Question

Templated Pivots for Custom Aggregates

  • 28 August 2015
  • 3 replies
  • 258 views

When building an interactive Kaplan Meier dashboard for my organization, I wanted to allow users to choose to pivot on a number of a different dimension (i.e., select the variable to use for cohort comparison). Unfortunately, this seemed impossible because the choice of variable to pivot on has to happen in a subquery/CTE before a few CTEs worth of reasonably complicated SQL transformations are applied.

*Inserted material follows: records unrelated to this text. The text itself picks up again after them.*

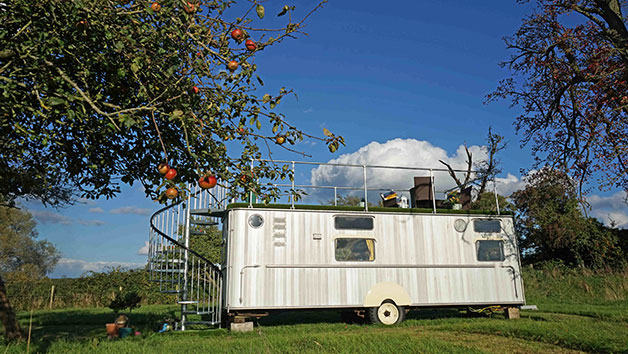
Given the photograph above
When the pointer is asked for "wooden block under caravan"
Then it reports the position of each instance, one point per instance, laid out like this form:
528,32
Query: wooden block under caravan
511,313
242,327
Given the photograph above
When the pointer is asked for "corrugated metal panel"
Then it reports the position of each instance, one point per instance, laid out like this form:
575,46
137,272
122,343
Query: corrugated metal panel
277,267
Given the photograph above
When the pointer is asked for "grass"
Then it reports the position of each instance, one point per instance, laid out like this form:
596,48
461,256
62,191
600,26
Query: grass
578,311
554,329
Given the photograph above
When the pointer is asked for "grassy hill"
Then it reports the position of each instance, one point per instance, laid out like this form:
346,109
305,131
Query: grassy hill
578,311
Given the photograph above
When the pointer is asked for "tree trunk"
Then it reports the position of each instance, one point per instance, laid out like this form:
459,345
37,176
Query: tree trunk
12,329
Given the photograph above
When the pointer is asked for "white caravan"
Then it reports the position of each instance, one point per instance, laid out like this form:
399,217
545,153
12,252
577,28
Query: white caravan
378,262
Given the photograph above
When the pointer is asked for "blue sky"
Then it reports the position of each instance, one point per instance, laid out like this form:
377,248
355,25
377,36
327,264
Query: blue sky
397,80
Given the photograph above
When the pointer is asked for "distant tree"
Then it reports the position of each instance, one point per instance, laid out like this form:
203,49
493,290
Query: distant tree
21,255
484,170
570,77
551,224
486,201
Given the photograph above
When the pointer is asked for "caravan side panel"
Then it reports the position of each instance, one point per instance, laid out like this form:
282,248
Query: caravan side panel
290,261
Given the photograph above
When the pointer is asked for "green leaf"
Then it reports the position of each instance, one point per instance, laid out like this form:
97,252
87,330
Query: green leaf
260,11
55,101
284,10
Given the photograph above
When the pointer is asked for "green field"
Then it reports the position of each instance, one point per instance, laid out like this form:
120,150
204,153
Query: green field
576,313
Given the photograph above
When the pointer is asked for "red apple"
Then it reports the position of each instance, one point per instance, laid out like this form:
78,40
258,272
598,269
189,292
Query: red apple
172,193
207,182
171,174
163,168
189,7
250,45
237,34
233,65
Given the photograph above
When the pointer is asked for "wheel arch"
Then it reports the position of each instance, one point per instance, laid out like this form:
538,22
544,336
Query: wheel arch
381,292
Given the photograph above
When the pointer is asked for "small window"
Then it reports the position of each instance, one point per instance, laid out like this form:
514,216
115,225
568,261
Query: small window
487,225
256,220
355,249
353,222
490,250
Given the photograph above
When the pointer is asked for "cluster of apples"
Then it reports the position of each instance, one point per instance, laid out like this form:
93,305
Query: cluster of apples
250,45
206,181
188,7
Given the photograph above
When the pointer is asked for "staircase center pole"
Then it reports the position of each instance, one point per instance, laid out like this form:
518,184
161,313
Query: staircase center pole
186,235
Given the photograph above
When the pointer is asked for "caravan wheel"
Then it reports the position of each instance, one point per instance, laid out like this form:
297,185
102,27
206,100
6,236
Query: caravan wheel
387,313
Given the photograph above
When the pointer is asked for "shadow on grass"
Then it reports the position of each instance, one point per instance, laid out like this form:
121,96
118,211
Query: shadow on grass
85,324
283,318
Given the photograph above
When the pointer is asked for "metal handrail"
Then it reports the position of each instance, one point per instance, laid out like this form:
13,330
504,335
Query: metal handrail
155,229
365,187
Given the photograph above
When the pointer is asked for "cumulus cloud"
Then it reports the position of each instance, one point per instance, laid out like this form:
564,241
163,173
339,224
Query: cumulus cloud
86,201
131,210
67,267
51,217
610,209
143,251
397,152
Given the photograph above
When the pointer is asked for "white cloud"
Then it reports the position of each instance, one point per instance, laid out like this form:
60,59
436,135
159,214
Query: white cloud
67,267
90,222
397,152
508,185
131,210
143,251
50,217
86,201
610,209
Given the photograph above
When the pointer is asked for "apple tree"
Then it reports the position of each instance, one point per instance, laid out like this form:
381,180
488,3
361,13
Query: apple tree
98,93
570,77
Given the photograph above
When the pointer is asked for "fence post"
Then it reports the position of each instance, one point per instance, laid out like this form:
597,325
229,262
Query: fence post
52,295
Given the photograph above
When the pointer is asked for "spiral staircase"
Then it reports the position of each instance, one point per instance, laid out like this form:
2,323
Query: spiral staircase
178,269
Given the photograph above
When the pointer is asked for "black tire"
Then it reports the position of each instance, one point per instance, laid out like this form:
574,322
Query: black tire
388,313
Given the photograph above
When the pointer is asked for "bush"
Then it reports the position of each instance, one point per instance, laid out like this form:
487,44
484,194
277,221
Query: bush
130,300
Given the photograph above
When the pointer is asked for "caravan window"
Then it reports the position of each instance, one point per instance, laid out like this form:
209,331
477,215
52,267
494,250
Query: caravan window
490,250
353,222
355,249
487,225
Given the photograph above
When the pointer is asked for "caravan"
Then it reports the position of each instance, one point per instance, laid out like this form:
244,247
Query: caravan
376,262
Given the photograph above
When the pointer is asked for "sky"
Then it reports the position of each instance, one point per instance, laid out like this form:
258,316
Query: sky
403,82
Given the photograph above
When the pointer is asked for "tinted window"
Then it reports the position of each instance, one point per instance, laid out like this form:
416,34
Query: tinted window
486,225
490,250
355,249
353,222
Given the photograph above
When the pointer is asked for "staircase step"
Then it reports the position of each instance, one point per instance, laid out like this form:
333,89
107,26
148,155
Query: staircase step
168,270
187,302
203,222
217,212
171,260
197,312
208,323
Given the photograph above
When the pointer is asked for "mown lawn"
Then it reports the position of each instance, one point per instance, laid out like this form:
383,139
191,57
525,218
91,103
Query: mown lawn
555,328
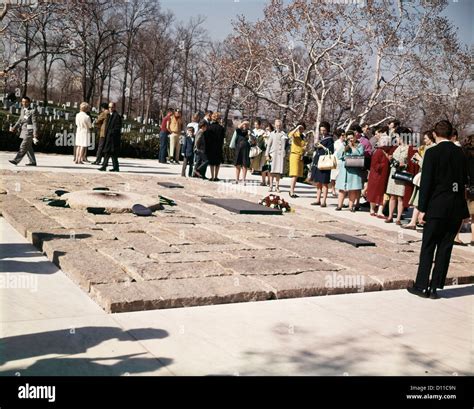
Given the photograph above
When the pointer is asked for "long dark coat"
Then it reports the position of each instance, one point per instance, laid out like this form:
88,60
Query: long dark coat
214,141
113,132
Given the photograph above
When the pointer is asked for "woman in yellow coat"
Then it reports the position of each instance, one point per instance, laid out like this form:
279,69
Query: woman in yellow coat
298,145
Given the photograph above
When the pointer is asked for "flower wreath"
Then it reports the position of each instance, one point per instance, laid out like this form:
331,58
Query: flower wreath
275,202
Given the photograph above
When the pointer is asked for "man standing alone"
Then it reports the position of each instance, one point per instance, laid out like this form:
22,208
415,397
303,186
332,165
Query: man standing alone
164,136
113,131
28,133
442,205
176,126
100,124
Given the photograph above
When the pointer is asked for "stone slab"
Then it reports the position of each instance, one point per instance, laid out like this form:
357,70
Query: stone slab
352,240
241,206
120,297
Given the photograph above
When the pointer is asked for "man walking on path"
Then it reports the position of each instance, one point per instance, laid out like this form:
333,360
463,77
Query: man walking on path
100,124
113,132
164,136
443,206
28,133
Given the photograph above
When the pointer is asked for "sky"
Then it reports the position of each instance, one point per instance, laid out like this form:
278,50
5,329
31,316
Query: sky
220,14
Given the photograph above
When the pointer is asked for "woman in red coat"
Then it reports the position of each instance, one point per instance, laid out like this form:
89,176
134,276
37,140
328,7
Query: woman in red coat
379,171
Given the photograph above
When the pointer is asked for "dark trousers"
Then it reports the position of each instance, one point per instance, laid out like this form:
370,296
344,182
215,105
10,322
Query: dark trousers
200,163
26,148
438,235
188,161
114,157
100,148
163,147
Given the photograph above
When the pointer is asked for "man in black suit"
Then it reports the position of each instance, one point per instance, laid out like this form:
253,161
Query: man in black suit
113,131
443,207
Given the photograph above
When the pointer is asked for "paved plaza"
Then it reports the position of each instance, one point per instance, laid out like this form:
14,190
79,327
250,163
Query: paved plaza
197,255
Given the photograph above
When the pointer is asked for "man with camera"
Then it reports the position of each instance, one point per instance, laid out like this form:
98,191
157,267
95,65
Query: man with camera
28,133
442,207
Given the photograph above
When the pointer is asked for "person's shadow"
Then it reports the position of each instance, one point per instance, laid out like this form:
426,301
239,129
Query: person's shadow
78,341
456,292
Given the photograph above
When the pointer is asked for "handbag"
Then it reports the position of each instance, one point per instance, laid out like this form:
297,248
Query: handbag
470,192
233,140
403,176
355,161
417,179
254,152
327,161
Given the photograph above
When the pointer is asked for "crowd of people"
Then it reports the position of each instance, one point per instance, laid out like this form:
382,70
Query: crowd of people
386,166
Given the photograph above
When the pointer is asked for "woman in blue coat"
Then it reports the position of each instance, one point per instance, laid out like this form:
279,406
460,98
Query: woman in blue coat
349,179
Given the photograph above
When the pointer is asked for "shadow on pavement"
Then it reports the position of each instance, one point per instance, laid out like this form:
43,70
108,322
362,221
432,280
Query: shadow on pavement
75,341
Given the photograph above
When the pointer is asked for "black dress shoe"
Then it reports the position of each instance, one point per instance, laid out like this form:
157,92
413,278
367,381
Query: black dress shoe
418,291
434,294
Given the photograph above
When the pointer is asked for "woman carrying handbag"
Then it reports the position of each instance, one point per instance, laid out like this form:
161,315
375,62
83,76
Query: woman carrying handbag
349,178
298,145
321,178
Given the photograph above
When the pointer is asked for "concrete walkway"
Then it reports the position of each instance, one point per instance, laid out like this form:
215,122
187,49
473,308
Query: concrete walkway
48,326
307,193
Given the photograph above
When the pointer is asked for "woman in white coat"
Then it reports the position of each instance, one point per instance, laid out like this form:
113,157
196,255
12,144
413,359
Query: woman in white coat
83,124
276,150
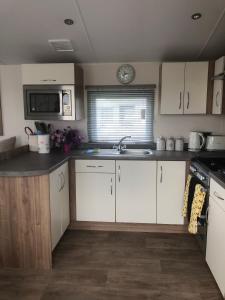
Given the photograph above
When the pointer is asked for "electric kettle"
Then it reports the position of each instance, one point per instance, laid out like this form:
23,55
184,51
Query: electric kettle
196,141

By hacking the templated filter feature, I was able to come up with a solution.


- view: KM
derived_table:
sql: |
with
accounts as (
SELECT
user_id,
CASE
WHEN NOT({% condition gender %} 'xxxxxxxxxx' {% endcondition %}) THEN gender
ELSE extract('year' from start_date)
end AS cohort,
MAX(case when created_at is not null
THEN 1
ELSE 0
END) AS event,
COALESCE(
MIN(GREATEST(TRUNC(date_part('day', created_at - start_date)/7),1)),
MAX(greatest(TRUNC(date_part('day', current_date - start_date)/7),1))
) AS duration
FROM timeline
group by
1,
2
),
.....



fields:
### TEMPLATED FILTERS ###
- filter: gender
label: 'GROUP BY Gender'
type: string
default_value: DONOTCHANGE

### Dimensions and measures ###

- dimension: pivot
description: 'If you want to use any of the pivots defined above, you must pivot on this field.'
type: string
sql: ${TABLE}.cohort

When the gender filter is selected, the SQL that’s generated by Looker becomes:


  WHEN NOT(( 'xxxxxxxxxx'  = 'DONOTCHANGE')) THEN gender
ELSE extract('year' from start_date)
END AS cohort,

And when the filter is not selected, the generated SQL is:


  WHEN NOT(1=1) THEN gender
ELSE extract('year' from start_date)
END AS cohort,

Which is exactly what we need!


This method should generalize to any custom aggregate function, providing you generalize your SQL enough. Good luck!


3 replies

Hi Michael - This example sounds like something I was looking for, but I’m having a hard time visualizing how the user would use this. Would you be able to post some screenshots of this being used when building a Look? Thanks!

Nevermind, makes sense now! This is great =)

For anyone who is interested, I’ve written up a blog post on how we used this here.